In 1975 Singer returned to Melbourne where he remained until 1999, except to take up various visiting appointments in universities around the world. Since 1999 he has been the Ira W. DeCamp Professor of Bioethics at Princeton University.
important characteristics |
Virtually all of Singer’s work exemplifies the following three important characteristics. First, it is revisionary. The point of practical ethics is not simply to understand the world, but to change it. A second characteristic of Singer’s work is that facts matter.
Philosophy may begin where facts run out, as Peter Singer wrote in “Philosophers Are Back on the Job”, but it is hard to see what philosophy would be for Peter Singer if it didn’t start with a vivid appreciation of the way things are. Finally, Singer’s work presupposes that individual action can make a difference.
As his work has unfolded, Singer has increasingly addressed social policy dimensions of the problems that he considers, but he usually writes as one person in conversation with another.His goal is to change our attitudes and behavior because that is how one changes the world.
individual action |
Although he has written widely, Singer is most closely associated with his defense of animals and his attack on the traditional ethic of the sanctity of human life. According to Peter Singer, other things being equal, it is better to experiment on a profoundly brain-damaged human infant than on a normal chimpanzee. The normative theory that underwrites these judgments is utilitarianism.

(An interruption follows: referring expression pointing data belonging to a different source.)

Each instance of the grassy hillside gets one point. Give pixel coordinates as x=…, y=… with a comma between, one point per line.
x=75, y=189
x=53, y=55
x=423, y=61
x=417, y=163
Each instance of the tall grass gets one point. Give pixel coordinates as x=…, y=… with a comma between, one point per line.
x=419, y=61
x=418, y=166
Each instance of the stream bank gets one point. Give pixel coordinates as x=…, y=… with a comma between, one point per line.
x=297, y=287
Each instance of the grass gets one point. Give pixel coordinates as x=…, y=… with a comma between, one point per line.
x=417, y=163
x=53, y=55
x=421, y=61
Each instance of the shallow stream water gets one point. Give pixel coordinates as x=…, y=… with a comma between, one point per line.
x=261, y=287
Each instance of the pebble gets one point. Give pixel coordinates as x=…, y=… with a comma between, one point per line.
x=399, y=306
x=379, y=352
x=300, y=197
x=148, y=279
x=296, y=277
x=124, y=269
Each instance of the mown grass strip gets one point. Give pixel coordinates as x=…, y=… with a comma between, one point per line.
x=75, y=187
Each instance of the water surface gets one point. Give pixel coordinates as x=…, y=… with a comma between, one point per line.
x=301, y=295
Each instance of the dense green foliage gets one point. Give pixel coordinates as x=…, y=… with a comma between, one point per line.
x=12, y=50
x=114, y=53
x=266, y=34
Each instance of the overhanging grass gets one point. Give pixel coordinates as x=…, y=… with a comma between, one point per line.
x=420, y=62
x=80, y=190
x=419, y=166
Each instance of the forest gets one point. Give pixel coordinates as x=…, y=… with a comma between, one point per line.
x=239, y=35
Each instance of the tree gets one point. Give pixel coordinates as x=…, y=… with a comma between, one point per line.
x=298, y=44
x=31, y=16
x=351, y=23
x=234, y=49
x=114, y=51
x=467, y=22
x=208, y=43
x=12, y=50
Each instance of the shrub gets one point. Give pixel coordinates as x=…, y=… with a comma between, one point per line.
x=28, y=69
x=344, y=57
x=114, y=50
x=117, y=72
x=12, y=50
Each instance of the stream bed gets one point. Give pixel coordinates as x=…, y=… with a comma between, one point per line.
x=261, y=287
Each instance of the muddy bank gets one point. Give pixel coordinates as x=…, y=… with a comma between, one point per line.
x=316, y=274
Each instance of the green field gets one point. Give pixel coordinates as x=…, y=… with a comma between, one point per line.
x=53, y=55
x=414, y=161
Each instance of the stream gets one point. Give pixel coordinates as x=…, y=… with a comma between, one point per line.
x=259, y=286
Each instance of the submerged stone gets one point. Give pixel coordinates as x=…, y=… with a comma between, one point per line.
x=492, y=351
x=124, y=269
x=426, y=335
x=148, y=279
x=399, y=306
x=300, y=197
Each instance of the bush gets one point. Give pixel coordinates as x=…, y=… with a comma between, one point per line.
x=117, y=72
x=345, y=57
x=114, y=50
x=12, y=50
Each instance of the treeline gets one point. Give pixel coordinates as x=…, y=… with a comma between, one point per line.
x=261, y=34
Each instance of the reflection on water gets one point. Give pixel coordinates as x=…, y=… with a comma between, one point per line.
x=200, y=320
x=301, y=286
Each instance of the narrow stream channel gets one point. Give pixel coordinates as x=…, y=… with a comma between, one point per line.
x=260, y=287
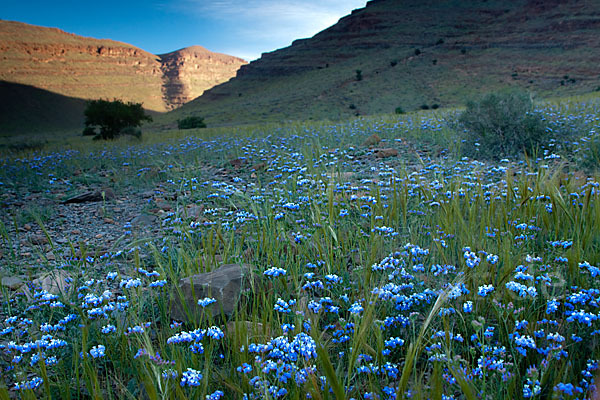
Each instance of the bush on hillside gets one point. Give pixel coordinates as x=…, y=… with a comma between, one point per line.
x=502, y=124
x=109, y=119
x=191, y=123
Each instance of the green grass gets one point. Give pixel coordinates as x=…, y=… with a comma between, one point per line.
x=326, y=205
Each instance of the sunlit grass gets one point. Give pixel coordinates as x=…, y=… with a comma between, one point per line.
x=425, y=275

The good to be maximized, in the case of self-conscious creatures (persons), is satisfied preferences; in the case of non-persons, it is pleasure and the absence of suffering. In metaethics, Singer follows the universal prescriptivism of his teacher, R. M. Hare.

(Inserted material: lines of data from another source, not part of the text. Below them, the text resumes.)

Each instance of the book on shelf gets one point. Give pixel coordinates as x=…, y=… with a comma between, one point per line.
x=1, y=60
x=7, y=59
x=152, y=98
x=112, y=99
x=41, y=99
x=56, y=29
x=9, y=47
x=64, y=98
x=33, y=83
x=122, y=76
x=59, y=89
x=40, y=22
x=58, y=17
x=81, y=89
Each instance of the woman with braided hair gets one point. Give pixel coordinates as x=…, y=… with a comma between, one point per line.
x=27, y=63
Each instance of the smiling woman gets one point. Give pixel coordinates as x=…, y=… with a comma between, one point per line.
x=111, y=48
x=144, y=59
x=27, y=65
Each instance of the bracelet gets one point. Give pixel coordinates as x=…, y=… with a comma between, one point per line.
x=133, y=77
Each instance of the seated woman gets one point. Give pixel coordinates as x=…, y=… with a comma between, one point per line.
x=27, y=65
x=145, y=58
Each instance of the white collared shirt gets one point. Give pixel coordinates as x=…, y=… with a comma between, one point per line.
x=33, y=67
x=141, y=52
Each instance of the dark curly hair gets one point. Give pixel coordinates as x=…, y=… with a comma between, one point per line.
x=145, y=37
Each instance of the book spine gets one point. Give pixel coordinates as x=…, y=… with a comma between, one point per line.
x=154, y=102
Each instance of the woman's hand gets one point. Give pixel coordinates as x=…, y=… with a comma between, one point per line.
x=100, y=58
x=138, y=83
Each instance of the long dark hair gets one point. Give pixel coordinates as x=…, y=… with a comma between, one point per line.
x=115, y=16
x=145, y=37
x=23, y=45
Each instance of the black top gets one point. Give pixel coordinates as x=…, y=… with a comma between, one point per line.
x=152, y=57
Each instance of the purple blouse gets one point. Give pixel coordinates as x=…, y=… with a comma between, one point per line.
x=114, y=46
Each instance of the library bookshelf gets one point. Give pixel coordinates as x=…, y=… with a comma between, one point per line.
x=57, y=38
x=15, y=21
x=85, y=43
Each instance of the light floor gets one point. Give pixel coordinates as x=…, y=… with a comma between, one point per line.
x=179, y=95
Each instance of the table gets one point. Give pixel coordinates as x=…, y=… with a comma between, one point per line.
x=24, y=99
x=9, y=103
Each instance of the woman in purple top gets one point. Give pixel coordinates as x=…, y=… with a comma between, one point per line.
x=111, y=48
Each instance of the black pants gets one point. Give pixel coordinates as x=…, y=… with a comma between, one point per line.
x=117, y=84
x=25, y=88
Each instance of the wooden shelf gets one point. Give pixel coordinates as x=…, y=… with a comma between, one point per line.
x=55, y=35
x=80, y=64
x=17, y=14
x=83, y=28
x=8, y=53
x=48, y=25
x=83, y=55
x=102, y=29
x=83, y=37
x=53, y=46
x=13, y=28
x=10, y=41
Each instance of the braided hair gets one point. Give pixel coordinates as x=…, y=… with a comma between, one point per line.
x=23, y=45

Singer’s recent writing has ranged from practical ethics to work that is more personal. His most recent book, The President of Good and Evil (2004), takes President George W. Bush’s moralism at face value, and subjects it to rigorous philosophical examination.
R. M. Hare |
His 2002 book, One World, is an ethical assessment of the environmental, economic, and legal dimensions of globalization. Pushing Time Away (2003) is the most personal of his books. It is a moving biography of Singer’s maternal grandfather, David Oppenheim, a Viennese intellectual and teacher, who was murdered in the Holocaust.
In recovering the life, thought, and sensibility of Oppenheim, Singer discovers strong affinities with his own thought and intellectual formation, perhaps because of a common source in the Haskalah (Jewish Enlightenment). Only in his late-50s as of 2005, Singer is likely to continue to produce important work in all areas of moral philosophy.